Todo se volvió tan real y preciso como el teorema de Pitágoras en el que sus padres lo encerraron aquella mañana donde tuvo que elegir.
Se volvió más fácil calcular y aprender que 2 + 2 puede ser algo más que 4 y que la suma de ceros y unos no da ese resultado que todos esperan.
La vida se fue convirtiendo en una competencia permanente, y una supervivencia basada en sus habilidades.
Antonio nunca más volvió a cerrar los ojos para imaginar, ni para soñar. Solo lo hacía para descansar su vista de las pantallas de la vida o para experimentar algunas visiones lisérgicas propias de su exceso de sinapsis.
Había perdido la capacidad de asombro, y la emoción que dan las canciones, el placer de una lluvia mojando su cara mientras recorre las calles, el sabor inalcanzable de aquel caramelo comprado con la moneda ahorrada a fuerza de caminar 15 cuadras sin tomar el colectivo pegoteado de pelusas de bolsillos.
Pero una mañana, entre brizas, lluvias, ruidos desconocidos, volvió a cerrar los ojos.
Se detuvo haciendo un gran esfuerzo para no deducir por sonidos lo que pasaba alrededor. Se dejó inundar… se envolvió en el asombro de algo nuevo y desconocido. Tuvo mezcla de pánico, cosquillas, escalofríos, ganas de reír y de gritar con fuerza…
En ese momento… desde lo oscuro de sus ojos cerrados, volvió a su calle de barro, y sus zanjones con renacuajos, y su sueño de zapatos limpios caminando por el asfalto de ahí nomas… a 3 cuadras. Y con absoluta serenidad pero tembloroso, abrió los ojos…
Su mirada no alcanzaba a cubrir todo lo que estaba adelante. Sus recuerdos eran apenas una viñeta en esta historieta de vida. Su mano temblorosa se sostuvo en la de ese alguien más… Antonio hoy es «otoño», y a su lado, como primavera refrescante y floreciente, ella, ese alguien que posee sonrisas de alcanforero y berrinches de chocolate, lo tomaba firme de la mano para ayudarlo a mirar, a descubrir esto que nunca imaginó. Esa calle de piedras de mas de 500 años, le decía que su antiguo sueño se diluía humilde en la belleza madura y antigua de esa parte de la ciudad que hoy lo recibía. Un atisbo de auto compasión le dijeron que sus zapatos podían embarrarse con permiso, porque había llegado.

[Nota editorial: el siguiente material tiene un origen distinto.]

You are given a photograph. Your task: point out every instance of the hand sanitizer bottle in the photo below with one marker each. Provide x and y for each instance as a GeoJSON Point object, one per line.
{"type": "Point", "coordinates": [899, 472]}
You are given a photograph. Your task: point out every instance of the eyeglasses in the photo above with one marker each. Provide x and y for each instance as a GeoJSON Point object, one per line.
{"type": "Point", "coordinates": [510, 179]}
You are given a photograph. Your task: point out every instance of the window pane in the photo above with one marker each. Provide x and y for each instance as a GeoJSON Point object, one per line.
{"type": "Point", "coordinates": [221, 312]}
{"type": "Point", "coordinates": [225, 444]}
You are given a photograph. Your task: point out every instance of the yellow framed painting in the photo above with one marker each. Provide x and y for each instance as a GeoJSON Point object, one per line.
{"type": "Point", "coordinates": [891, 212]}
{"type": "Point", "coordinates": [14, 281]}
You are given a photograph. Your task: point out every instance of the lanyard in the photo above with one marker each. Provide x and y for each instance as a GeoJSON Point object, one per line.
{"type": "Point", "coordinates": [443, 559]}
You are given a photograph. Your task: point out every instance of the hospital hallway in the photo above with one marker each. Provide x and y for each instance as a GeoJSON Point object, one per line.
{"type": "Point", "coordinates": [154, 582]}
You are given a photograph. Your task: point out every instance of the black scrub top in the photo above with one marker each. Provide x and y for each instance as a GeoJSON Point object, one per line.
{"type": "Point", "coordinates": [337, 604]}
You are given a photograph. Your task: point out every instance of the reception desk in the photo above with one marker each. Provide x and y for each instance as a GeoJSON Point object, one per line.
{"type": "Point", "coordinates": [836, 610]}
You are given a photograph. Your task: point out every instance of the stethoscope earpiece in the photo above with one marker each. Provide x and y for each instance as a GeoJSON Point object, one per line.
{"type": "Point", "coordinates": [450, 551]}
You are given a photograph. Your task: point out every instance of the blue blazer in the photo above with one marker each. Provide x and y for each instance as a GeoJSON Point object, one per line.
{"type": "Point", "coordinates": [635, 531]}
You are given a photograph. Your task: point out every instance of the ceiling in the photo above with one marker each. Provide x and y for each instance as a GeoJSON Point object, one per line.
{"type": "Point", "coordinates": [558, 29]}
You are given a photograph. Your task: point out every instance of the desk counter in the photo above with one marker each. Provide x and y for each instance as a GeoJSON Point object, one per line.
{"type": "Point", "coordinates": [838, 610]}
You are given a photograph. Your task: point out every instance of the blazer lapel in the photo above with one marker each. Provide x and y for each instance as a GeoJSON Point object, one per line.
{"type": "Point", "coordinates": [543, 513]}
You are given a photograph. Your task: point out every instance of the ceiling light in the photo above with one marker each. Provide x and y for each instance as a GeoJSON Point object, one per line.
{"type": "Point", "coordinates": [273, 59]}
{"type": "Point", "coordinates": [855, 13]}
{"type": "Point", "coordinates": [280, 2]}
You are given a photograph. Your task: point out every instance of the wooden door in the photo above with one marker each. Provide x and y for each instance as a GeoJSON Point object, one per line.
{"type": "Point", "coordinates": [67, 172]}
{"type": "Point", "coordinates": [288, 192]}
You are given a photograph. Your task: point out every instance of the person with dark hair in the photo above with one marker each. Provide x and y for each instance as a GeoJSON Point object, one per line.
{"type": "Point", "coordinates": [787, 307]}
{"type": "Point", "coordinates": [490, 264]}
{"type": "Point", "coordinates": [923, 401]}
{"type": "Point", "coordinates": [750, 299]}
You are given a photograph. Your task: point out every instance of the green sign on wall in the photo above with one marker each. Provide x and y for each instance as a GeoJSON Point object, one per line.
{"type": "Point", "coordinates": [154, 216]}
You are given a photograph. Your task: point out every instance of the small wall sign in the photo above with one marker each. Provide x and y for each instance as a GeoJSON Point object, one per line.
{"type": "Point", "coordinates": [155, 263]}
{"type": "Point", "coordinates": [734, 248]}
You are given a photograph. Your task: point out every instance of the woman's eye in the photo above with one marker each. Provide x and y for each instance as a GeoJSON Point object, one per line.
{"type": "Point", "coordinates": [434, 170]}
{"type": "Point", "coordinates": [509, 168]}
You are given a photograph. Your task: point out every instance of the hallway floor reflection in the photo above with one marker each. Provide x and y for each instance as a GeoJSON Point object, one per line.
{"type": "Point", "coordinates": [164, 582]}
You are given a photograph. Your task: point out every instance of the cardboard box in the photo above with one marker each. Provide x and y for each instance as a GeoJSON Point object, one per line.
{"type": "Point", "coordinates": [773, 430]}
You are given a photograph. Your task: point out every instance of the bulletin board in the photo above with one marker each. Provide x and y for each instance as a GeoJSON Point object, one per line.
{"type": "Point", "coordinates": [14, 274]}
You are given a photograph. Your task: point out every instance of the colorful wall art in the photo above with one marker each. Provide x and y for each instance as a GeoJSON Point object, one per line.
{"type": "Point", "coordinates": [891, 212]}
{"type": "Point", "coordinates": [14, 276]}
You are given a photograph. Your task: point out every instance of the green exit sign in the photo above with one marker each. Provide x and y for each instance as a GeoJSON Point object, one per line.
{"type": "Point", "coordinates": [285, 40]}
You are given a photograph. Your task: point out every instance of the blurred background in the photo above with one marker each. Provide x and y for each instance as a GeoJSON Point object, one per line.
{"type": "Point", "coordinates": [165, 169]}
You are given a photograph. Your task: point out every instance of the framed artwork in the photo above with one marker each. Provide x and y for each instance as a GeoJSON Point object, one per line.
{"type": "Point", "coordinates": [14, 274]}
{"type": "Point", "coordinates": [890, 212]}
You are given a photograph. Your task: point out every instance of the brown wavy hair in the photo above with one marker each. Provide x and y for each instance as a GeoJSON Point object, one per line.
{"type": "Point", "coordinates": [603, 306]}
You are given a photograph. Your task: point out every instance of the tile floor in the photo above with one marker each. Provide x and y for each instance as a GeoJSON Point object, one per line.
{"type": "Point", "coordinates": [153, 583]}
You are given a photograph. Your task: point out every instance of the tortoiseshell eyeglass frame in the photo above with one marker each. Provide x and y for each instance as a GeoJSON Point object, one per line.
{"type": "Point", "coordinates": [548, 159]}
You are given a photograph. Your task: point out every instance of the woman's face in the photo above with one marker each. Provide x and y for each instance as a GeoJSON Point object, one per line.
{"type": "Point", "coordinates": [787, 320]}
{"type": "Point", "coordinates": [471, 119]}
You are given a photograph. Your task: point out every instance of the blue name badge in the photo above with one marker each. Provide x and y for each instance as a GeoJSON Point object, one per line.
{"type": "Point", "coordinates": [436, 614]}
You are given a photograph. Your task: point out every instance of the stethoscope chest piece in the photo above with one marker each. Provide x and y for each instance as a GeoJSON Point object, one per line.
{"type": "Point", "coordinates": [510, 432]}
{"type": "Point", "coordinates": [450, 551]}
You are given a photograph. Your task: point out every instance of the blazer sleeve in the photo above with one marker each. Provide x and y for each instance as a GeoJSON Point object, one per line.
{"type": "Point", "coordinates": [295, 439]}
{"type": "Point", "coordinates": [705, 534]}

Acercó a «primavera» a su cuerpo, la abrazó fuerte durante un instante… La giró, la besó, y exhalando todo el amor que ella le provoca se permitió soltar unas lágrimas y volver a soñar.
Finalmente, mirando el amanecer sobre la ciudad, podía poner su cerebro en modo descanso de pantalla.
Había trascendido a sus propios sueños de asfalto, y él, este otoño tibio, recibía las flores de su amada primavera en las calles de Madrid.